There it was at the tip of my fingers
There it was on the tip of my tongue
There you were, and I had never been that far
There it was: the whole world wrapped inside my arms
And I let it all slip away

What do I do now that you're gone?
No back up plan, no second chance
And no one else to blame
All I can hear in the silence that remains
Are the words I couldn't say

There's a rain that'll never stop falling
There's a wall that I've tried to take down
What I should've said just wouldn't pass my lips
So I held back, and now we've come to this
And it's too late now

What do I do now that you're gone?
No back up plan, no second chance
And no one else to blame
All I can hear in the silence that remains
Are the words I couldn't say

Are the words I couldn't say

I should have found a way to tell you how I felt
Now the only one I'm tellin' is myself

What do I do now that you're gone?
No back up plan, no second chance
And no one else to blame
All I can hear in the silence that remains
Are the words I couldn't say

What do I do, what do I say?
And no one else to blame




All I can hear in the silence that remains
Are the words I couldn't say

Overall Meaning

The lyrics to Rascal Flatts's song Words I Couldn't Say tells the story of someone who missed the opportunity to tell their loved one how they truly felt before they left.
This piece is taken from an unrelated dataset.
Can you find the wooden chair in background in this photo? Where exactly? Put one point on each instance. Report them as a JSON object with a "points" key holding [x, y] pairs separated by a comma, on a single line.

The song is about regretting not being able to express one's emotions to someone you care about. It speaks specifically about those instances in life where we have the chance to share something important but fail to take it. The songwriter uses vivid imagery to describe the different ways these opportunities presented themselves, from a book in a box in the closet to a breath inside a whisper beneath the moon.


The lyrics convey a sense of longing and grief, as the singer realizes what they have lost forever. The line "All I can hear in the silence that remains are the words I couldn't say" is particularly poignant, as it underscores the sense of missed opportunity and the haunting echoes of regret that linger long after the moment has passed. The song is a powerful reminder of the importance of being vulnerable and taking chances in life, of telling those we care about how we feel before it's too late.


Line by Line Meaning

In a book in a box in the closet
There's a hidden memory of you buried deep inside me.


In a line in a song I once heard
I've heard lyrics that spoke to me about a love so strong, it could move mountains.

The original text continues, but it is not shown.